Le Cimétière des éléphants
Autrefois, le peuple
des éléphants vivait au bord de la rivière Sankourou. Il avait pour roi
le puissant et sage Khoro.
Un jour, le petit tisserin se posa sur la
défense de Khoro et lui raconta, tout effrayé : " Hélas,
puissant Khoro ! c’est terrible ! Une foule d’êtres noirs à deux pattes est
arrivée dans notre pays. Ils possèdent de drôles d’objets qui tuent. Ils
s’étendent partout et dévastent tout sur leur passage. "
Khoro
sourit : " Je connais ces êtres. Ce sont les hommes. Ils sont
petits et ne sont pas très forts. Leurs armes ne peuvent pas transpercer
l’épaisse peau des éléphants. "
Cependant, peu de temps après, Khoro
cessa de sourire.
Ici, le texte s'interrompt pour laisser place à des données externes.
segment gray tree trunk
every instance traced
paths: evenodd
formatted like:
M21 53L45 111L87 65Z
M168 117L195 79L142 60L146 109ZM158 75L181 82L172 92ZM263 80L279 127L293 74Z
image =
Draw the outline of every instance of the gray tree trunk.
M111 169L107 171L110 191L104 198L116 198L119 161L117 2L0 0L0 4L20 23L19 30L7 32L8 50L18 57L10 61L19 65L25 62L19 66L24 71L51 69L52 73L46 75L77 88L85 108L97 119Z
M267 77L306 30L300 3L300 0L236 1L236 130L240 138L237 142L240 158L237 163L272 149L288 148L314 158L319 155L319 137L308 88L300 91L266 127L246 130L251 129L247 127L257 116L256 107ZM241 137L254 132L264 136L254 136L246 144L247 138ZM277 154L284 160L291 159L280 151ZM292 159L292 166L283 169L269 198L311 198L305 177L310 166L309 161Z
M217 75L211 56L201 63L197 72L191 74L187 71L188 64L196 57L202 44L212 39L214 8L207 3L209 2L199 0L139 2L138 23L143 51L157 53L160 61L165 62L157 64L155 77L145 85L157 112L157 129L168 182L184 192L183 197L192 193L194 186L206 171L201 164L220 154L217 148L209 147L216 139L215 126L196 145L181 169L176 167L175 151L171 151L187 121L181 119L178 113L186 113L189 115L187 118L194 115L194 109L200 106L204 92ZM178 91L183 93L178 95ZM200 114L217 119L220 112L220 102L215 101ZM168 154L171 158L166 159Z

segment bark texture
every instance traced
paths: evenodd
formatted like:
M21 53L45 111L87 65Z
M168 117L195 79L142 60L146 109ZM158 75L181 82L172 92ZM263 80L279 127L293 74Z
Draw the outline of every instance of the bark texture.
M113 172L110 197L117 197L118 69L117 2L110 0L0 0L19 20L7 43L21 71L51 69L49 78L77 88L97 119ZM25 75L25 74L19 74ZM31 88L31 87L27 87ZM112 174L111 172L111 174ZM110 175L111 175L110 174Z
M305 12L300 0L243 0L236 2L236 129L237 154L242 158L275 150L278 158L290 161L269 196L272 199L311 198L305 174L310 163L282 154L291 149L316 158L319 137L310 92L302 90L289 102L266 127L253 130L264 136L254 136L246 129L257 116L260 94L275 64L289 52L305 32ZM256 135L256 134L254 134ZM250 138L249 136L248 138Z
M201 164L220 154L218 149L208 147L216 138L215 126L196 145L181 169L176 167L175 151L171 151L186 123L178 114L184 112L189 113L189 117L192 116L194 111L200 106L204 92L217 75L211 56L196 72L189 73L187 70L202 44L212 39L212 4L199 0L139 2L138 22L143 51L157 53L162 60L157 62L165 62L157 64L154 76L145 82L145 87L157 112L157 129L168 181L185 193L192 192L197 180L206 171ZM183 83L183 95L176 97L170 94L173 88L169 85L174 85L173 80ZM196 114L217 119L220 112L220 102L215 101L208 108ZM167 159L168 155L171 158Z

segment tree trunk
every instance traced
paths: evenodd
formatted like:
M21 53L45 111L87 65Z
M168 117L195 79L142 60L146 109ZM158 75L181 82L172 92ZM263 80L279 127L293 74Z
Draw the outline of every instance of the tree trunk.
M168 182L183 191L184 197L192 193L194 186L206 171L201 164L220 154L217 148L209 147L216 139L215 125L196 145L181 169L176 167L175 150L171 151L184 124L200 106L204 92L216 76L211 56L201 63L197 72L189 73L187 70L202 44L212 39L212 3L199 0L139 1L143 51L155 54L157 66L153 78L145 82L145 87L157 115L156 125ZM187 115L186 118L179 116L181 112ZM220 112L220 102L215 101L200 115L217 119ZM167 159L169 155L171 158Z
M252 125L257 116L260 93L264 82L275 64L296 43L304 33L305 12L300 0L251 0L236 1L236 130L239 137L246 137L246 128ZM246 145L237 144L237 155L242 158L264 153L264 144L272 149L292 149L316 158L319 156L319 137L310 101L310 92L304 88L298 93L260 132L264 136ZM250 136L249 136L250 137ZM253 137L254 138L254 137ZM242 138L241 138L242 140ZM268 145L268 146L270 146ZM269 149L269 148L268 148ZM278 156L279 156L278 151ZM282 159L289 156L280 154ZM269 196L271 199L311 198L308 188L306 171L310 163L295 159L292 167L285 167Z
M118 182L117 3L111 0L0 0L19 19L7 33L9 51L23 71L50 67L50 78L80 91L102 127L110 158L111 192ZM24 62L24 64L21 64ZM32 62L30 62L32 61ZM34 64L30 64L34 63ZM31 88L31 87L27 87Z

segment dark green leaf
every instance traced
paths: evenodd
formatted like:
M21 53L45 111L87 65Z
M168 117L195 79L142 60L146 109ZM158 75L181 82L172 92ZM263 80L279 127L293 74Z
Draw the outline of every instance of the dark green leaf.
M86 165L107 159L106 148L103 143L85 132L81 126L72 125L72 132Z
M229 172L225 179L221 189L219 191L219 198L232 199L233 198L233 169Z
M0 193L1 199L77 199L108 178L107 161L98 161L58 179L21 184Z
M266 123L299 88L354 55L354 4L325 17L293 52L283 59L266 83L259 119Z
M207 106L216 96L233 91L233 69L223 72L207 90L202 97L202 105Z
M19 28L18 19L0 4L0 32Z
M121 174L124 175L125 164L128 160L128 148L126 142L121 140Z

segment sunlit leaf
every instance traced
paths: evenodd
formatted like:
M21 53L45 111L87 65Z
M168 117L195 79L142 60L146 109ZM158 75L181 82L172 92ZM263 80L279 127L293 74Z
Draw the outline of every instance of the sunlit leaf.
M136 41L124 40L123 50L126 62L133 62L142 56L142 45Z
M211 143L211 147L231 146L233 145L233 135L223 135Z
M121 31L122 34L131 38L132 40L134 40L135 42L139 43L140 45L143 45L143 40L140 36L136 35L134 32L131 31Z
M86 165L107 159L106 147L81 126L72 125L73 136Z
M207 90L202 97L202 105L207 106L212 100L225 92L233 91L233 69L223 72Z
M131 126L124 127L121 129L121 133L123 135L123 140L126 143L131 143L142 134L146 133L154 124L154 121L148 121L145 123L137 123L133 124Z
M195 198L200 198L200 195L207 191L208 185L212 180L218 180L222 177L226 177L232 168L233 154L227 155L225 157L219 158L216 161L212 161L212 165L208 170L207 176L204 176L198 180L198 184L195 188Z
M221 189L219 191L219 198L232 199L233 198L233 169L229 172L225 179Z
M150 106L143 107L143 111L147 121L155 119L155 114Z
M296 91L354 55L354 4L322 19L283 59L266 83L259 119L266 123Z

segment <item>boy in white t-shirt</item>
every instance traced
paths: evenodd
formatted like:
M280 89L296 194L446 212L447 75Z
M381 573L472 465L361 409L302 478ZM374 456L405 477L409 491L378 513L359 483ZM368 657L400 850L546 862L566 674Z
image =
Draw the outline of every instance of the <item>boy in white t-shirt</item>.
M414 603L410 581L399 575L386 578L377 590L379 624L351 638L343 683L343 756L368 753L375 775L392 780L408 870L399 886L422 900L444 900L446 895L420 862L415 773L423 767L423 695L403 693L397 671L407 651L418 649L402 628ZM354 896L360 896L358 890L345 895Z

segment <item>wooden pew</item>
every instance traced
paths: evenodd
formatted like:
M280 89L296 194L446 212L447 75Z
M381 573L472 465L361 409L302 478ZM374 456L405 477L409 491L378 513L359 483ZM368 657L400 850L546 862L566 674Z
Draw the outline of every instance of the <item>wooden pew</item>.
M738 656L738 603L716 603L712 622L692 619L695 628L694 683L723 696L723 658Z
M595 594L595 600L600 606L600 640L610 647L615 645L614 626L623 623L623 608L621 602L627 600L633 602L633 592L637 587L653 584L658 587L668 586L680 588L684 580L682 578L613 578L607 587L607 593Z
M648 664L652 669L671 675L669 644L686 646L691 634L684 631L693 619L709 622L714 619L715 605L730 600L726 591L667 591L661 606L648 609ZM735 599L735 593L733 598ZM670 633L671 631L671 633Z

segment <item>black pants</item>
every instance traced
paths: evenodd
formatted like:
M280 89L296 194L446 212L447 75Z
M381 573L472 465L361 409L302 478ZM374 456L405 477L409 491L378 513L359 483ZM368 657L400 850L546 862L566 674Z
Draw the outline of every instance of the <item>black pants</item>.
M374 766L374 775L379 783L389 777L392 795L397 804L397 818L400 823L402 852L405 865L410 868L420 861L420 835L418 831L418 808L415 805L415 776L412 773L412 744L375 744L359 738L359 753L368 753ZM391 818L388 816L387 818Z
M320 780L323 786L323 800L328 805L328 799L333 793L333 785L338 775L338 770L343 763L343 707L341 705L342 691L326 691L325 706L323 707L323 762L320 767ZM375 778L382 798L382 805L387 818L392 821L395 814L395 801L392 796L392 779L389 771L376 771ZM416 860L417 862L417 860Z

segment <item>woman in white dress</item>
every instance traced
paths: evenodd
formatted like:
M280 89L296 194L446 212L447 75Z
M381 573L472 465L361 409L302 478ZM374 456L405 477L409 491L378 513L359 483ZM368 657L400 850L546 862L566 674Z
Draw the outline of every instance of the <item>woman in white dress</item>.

Les hommes noirs n’étaient ni très grands, ni très forts,
mais ils étaient nombreux.
Certes, leurs armes ne pouvaient transpercer
l’épaisse peau des éléphants. Toutefois, une flèche bien lancée pouvait tuer un
éléphant si elle le frappait à l’œil. Les hommes brûlaient les forêts pour en
faire des champs.
En outre, une terrible sécheresse éprouvait le pays. Les
éléphants se trouvèrent aux abois. Ils mouraient de faim et par les armes des
hommes noirs.
C’est alors que le puissant Roi des Éléphants rassembla ses
sujets et leur dit : " Cette terre n’est plus bénie des dieux. La
famine et les hommes noirs nous font souffrir. Nous devons partir d’ici. Nous
irons vers le soleil couchant. Notre route sera droite, comme l’était jusqu’à
présent notre vie. Nous passerons sur tout ce qui se trouvera sur notre chemin,
que ce soient les marécages ou les hommes noirs. Nous sommes peut-être un petit
peuple, mais chacun de nous est plus fort que dix fois dix singes. Nous
atteindrons notre but. Il n’en reste pas moins que ce pays a toujours été notre
terre. Aussi, nous y reviendrons quelques jours chaque année, le premier mois
qui suit la saison des pluies. Ainsi, nos enfants la connaîtront, les vieux et
les malades pourront y vivre leurs derniers instants. "
Ainsi
parla le puissant Khoro, et il en fut comme il dit. Le passage des
éléphants ressembla à celui d’une tornade : les arbres furent arrachés, les
champs piétinés, les villages détruits. Beaucoup d’hommes périrent. La force
des éléphants était effrayante.
Cela s’est passé, il y a longtemps, très
longtemps, mais chaque année, les éléphants continuent à emprunter le même
chemin pour montrer leur ancienne patrie à leurs petits et pour que les vieux
puissent y mourir.
Depuis ce temps, on ne trouve plus de cadavres d’éléphants
dans la forêt car ceux-ci vont mourir sur les bords de la rivière Sankourou.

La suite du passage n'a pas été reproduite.